Genes known to escape X chromosome inactivation predict co-morbid chronic musculoskeletal pain and posttraumatic stress symptom development in women following trauma exposure.

Abstract

Co-morbid chronic musculoskeletal pain (CMSP) and posttraumatic stress symptoms (PTSS) are frequent sequelae of motor vehicle collision, are associated with greater disability than either outcome alone, and are more prevalent in women than men. In the current study we assessed for evidence that gene transcripts originating from the X chromosome contribute to sex differences in vulnerability to CMSP and PTSS after motor vehicle collision.
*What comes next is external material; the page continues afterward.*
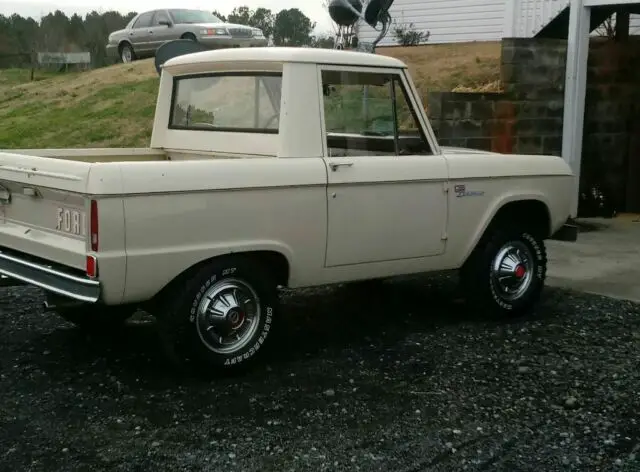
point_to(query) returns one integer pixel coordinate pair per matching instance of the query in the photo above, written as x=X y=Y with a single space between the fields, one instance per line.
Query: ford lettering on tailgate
x=70 y=221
Nested samples were drawn from a longitudinal study of African American individuals, and CMSP (0-10 numeric rating scale) and PTSS (impact of events scale, revised) outcomes were assessed 6 months following motor vehicle collision. Blood RNA were sequenced (n = 101) and the relationship between X chromosome mRNA expression levels and co-morbid CMSP and PTSS outcomes was evaluated using logistic regression analyses. A disproportionate number of peritraumatic X chromosome mRNA predicting CMSP and PTSS in women were genes previously found to escape X chromosome inactivation (11/40, z = -2.9, p = .004). Secondary analyses assessing gene ontology relationships between these genes identified an enrichment in genes known to influence neuronal plasticity. Further, the relationship of expression of two critical regulators of X chromosome inactivation, X-inactive specific transcript (XIST) and Yin Yang 1 (YY1), was different in women developing CMSP and PTSS. Together, these data suggest that X chromosome genes that escape inactivation may contribute to sex differences in vulnerability to CMSP and PTSS after motor vehicle collision.